To find the greatest number of binders Eula can buy, we assume she spends all her money on binders and buys zero notebooks. In the inequality, we set y to 0. This gives us 4x + 2(0) ≤ 20, which simplifies to 4x ≤ 20. Dividing both sides by 4, we find that x ≤ 5. Therefore, the greatest number of binders she can purchase is 5.
Similarly, to find the greatest number of notebooks she can buy, we assume she buys zero binders. We set x to 0 in the inequality. This gives us 4(0) + 2y ≤ 20, which simplifies to 2y ≤ 20. When we divide both sides by 2, we get y ≤ 10. This means the maximum number of notebooks she can buy is 10.
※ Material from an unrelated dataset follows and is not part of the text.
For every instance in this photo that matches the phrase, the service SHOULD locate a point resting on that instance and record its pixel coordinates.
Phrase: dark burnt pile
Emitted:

For the final question, we are told Eula buys 7 notebooks. We can calculate the cost of these notebooks, which is 7 multiplied by $2, for a total of $14. We substitute y = 7 into the inequality to find out how many binders she can afford with her remaining money. The inequality becomes 4x + 2(7) ≤ 20, or 4x + 14 ≤ 20. Subtracting 14 from both sides gives 4x ≤ 6. Dividing by 4 gives x ≤ 1.5. Since Eula cannot buy half a binder, the greatest whole number of binders she can buy is 1.